Gordon Coonfield


Gordon Coonfield is an Associate Professor of Communication at Villanova University. His research draws on multidisciplinary scholarship in anthropology, communication, media and cultural studies, and urban geography to study the ways in which collectives communicatively create, negotiate, and contest their shared past. His long-term fieldwork in the Kensington section of North Philadelphia utilizes multimedia to document the ways in which changes to the built environment impact cultures of memory. This work served as the basis for Kensington Remembers, a digital humanities project which utilizes story mapping, photography, and ethnographic writing to explore vernacular memorial sites in one of Philadelphia’s most impoverished neighborhoods.

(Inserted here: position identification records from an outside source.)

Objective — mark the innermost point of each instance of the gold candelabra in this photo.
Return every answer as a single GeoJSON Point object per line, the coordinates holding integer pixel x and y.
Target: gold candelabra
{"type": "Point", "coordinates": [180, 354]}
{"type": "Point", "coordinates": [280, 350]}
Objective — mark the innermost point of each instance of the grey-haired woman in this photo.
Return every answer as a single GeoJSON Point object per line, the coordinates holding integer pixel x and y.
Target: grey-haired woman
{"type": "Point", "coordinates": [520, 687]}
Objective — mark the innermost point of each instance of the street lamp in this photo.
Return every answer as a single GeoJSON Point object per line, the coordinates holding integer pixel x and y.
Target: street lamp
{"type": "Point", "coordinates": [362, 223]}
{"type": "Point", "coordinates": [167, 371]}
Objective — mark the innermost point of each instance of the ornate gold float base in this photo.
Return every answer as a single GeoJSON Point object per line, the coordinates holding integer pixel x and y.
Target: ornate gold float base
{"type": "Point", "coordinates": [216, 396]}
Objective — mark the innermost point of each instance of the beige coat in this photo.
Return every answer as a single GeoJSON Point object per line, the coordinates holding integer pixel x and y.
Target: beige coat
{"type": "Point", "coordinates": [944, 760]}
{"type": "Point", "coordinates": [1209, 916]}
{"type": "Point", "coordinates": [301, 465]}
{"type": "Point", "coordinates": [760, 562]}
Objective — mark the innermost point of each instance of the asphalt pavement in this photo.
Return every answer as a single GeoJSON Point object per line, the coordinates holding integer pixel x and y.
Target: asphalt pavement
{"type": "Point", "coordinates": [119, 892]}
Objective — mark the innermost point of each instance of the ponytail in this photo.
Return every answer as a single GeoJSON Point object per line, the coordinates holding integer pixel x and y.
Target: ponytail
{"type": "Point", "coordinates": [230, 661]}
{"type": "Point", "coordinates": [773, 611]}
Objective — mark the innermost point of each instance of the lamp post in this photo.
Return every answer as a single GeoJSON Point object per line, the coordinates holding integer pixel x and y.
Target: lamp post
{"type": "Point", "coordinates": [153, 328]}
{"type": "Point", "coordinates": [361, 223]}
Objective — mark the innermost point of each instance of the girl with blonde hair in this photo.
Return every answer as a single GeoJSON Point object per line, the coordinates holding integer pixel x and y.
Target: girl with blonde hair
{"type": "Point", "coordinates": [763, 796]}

Kensington Remembers: Multimodal Fieldwork and the Study of Urban Vernacular of Memory

In the practice of ethnography, multimodality acknowledges the fact that networked media and complex information systems are a part of the lives which the ethnographer seeks to understand and document.  And the stuff of our everyday digital lives – mobile phones, digital photography, and social media – offers a rich set of tools for making sense of and representing culture. In this presentation, I talk about Kensington Remembers (https://kensingtonremembers.org), a digital project based on 3 years of multimodal ethnographic fieldwork in North Philadelphia.  I talk about the use of photography, geo-location, and digital story mapping to both study and communicate the results of this work and explore  the implications of multimodality for the study of urban culture from a communication perspective.